Più complesso e sfumato è il ritratto di Federico II. L'imperatore viene ammirato per la cultura e per le capacità politiche e militari. Le accuse che la Curia pontificia rivolge contro di lui vengono riferite sempre con notevole scetticismo, se non con aperta critica, perché formulate da un papato che non gode della fiducia del monaco inglese. Ma M. non è per questo disposto ad accettare il programma di 'riforma' della Chiesa proposto dall'imperatore ormai scomunicato; le sconfitte sul campo che segnano gli ultimi anni del regno di Federico contribuiscono inoltre a ridimensionarne la statura agli occhi del monaco cronista. È inoltre percepibile un cambiamento nel giudizio negli anni successivi alla morte di Federico. Quando M. riprende i temi già trattati nei Chronica Majora per inserirli nella sua Historia Anglorum, si nota infatti un deciso cambiamento di prospettiva. Meno duro è il giudizio sui pontefici (forse anche in seguito alla morte di Innocenzo IV nel 1254) e su re Enrico III e meno positivo il ritratto di Federico, quasi che l'autore ‒ nei suoi ultimi anni di vita ‒ avesse sentito il bisogno di riconciliarsi con la Chiesa e la monarchia che aveva tanto a lungo criticato.

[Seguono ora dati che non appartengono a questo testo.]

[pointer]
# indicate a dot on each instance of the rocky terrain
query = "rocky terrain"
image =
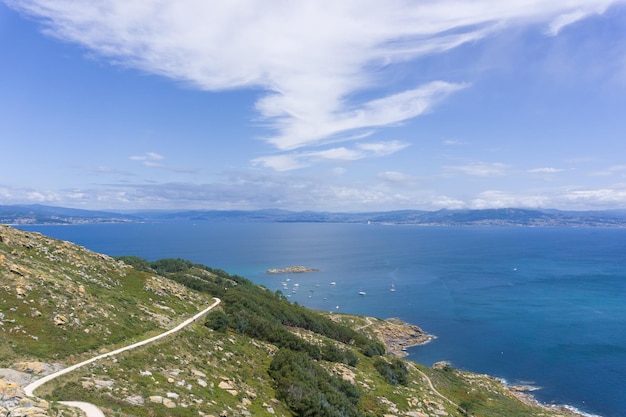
(61, 304)
(291, 270)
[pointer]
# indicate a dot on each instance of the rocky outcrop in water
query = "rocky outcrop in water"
(291, 270)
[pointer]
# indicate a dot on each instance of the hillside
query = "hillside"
(256, 355)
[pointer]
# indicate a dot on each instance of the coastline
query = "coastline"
(397, 336)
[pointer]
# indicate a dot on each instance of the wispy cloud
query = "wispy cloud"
(568, 18)
(295, 160)
(479, 169)
(152, 160)
(612, 170)
(546, 170)
(310, 59)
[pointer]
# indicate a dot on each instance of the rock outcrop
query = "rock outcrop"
(291, 270)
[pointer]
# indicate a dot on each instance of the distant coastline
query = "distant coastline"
(48, 215)
(297, 269)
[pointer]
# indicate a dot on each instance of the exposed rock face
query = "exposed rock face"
(291, 270)
(397, 336)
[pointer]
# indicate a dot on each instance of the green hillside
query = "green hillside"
(255, 354)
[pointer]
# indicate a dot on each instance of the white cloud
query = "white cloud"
(612, 170)
(151, 160)
(295, 160)
(575, 15)
(546, 170)
(479, 169)
(310, 58)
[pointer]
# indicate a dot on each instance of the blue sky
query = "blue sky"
(313, 105)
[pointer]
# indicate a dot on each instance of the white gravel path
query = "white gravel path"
(90, 409)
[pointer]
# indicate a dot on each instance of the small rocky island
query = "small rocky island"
(291, 270)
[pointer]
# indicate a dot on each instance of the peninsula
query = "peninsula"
(298, 269)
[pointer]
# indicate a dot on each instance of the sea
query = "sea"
(543, 306)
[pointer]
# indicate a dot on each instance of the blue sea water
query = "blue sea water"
(540, 306)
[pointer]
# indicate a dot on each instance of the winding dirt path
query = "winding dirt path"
(90, 409)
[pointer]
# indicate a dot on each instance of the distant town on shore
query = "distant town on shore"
(41, 214)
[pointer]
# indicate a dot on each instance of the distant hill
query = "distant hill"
(39, 214)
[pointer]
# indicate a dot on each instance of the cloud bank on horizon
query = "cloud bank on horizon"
(323, 70)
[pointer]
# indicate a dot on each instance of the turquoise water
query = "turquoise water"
(542, 306)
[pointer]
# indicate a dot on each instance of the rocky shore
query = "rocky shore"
(398, 336)
(298, 269)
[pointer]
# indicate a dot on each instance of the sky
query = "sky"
(325, 105)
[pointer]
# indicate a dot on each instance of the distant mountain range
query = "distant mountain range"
(41, 214)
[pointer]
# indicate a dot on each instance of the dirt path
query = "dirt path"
(90, 409)
(432, 387)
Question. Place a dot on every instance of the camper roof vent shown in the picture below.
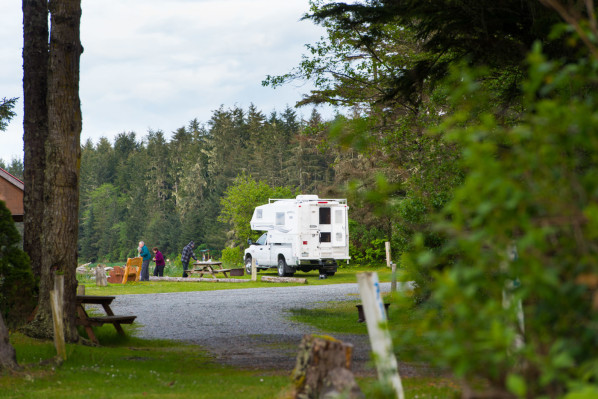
(307, 197)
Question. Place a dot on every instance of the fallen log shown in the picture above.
(199, 279)
(271, 279)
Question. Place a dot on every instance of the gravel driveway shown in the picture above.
(242, 327)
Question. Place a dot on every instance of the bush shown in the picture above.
(514, 298)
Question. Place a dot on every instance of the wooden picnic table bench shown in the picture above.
(202, 268)
(93, 321)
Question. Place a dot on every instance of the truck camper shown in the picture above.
(304, 233)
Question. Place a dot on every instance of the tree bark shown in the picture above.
(58, 226)
(35, 134)
(35, 124)
(8, 357)
(63, 156)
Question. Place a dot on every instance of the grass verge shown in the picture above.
(127, 367)
(346, 274)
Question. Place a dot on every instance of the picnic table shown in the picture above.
(209, 267)
(88, 322)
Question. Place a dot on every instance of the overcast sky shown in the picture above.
(155, 64)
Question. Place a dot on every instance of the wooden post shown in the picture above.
(57, 303)
(253, 270)
(375, 317)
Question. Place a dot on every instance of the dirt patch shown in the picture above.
(278, 353)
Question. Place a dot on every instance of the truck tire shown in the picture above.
(248, 265)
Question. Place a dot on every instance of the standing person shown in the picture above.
(186, 256)
(159, 259)
(144, 253)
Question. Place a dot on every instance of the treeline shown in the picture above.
(168, 192)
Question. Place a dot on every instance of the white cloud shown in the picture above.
(155, 64)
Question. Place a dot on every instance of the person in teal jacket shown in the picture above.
(145, 254)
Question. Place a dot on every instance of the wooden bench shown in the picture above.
(210, 271)
(88, 322)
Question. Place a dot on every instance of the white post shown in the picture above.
(393, 281)
(375, 317)
(253, 270)
(57, 303)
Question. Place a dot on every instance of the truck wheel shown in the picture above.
(282, 267)
(248, 265)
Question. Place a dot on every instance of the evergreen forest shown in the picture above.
(168, 192)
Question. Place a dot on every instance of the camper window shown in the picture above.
(338, 216)
(280, 218)
(324, 215)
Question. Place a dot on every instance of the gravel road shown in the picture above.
(242, 327)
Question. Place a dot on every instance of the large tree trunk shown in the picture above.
(35, 124)
(35, 127)
(8, 357)
(63, 156)
(59, 181)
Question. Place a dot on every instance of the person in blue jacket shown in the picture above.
(145, 254)
(186, 256)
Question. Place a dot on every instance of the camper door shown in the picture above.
(333, 226)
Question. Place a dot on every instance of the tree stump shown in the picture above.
(8, 356)
(101, 280)
(323, 369)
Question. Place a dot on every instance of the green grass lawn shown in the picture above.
(131, 368)
(128, 367)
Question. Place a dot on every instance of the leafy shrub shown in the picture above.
(514, 294)
(232, 257)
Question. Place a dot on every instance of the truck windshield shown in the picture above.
(262, 239)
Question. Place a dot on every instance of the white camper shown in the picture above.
(305, 233)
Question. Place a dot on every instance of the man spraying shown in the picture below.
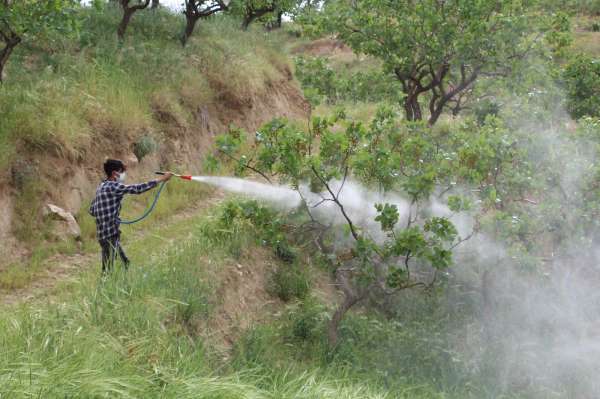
(106, 206)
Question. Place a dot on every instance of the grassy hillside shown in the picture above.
(148, 333)
(68, 103)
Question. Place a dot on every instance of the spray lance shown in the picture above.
(156, 197)
(184, 177)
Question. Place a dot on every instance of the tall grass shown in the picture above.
(136, 335)
(76, 97)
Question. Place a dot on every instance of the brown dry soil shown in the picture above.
(62, 268)
(241, 299)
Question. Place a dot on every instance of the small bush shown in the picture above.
(288, 282)
(582, 80)
(306, 321)
(145, 145)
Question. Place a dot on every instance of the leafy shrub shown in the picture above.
(582, 80)
(266, 223)
(306, 321)
(288, 282)
(321, 83)
(146, 145)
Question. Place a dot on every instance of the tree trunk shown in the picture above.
(334, 324)
(189, 29)
(247, 21)
(127, 14)
(252, 15)
(435, 115)
(6, 52)
(412, 108)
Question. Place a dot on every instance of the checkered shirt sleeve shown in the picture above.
(106, 205)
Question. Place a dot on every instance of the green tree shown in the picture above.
(437, 50)
(404, 158)
(582, 81)
(195, 10)
(129, 7)
(253, 10)
(32, 20)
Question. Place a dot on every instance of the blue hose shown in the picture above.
(149, 210)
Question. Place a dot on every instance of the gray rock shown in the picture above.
(72, 228)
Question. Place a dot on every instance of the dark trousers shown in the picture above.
(110, 248)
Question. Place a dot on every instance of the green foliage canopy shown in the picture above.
(437, 50)
(33, 20)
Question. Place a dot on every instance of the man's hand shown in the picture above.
(165, 177)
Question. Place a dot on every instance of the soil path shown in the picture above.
(60, 268)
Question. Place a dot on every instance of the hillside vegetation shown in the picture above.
(444, 242)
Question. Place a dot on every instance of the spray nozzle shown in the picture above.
(185, 177)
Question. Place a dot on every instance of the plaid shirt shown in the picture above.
(107, 204)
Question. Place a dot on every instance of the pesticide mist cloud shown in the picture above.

Fonti e Bibl.: opere di M.: Chronica Majora, a cura di H.R. Luard, in Rerum Britannicarum Medii Aevi Scriptores, LVII, 1-7, London 1872-1883 (il sesto tomo contiene l'edizione del Liber additamentorum); HistoriaAnglorum, a cura di F. Madden, ibid., XLIV, 1-3, ivi 1866-1869 (il terzo tomo contiene l'Abbreviatio chronicorum Angliae, pp. 159-348); Vie de Seint Auban. A Poem in Norman-French, a cura di R. Atkinson, ivi 1876. Le altre opere agiografiche sono state ripubblicate in data più recente: Vita beati Edmundi, a cura di A.T. Baker, "Romania", 55, 1929, pp. 342-381; La estoire de Seint Aedward le Rei, a cura di K.Y. Wallace, Paris 1983. Un interesse particolare hanno destato le carte geografiche disegnate da M. che sono state pubblicate più volte, per cui v. K. Miller, Mappaemundi. Die ältesten Weltkarten, III, Stuttgart 1895, pp. 68-94. V.H. Galbraith, Roger Wendover and Matthew Paris, Glasgow 1944; W.R. Thompson, The Image of the Mendicants in the Works of Matthew Paris, "Archivum Franciscanum Historicum", 70, 1977, pp. 3-34; R. Vaughan, Matthew Paris, Cambridge 19792; H.-E. Hilpert, Kaiser- und Papstbriefe in den 'Chronica Majora' des Matthaeus Paris, Stuttgart 1981; Id., Zu den Prophetien im Geschichtswerke des Matthaeus Paris, "Deutsches Archiv", 41, 1985, pp. 175-191; S. Lewis, The Art of Matthew Paris in the 'Chronica Majora', London 1987; The Illustrated Chronicles of Matthew Paris. Observations of Thirteenth-Century Life, a cura di R. Vaughan, Cambridge 1993; N. Kersken, Geschichtsschreibung in Europa der 'nationes'. Nationalgeschichtliche Gesamtdarstellungen im Mittelalter, Köln-Weimar-Wien 1995, pp. 239-248; A. Sommerlechner, Stupor mundi? Kaiser Friedrich II. und die mittelalterliche Geschichtsschreibung, Wien 1999, ad indicem.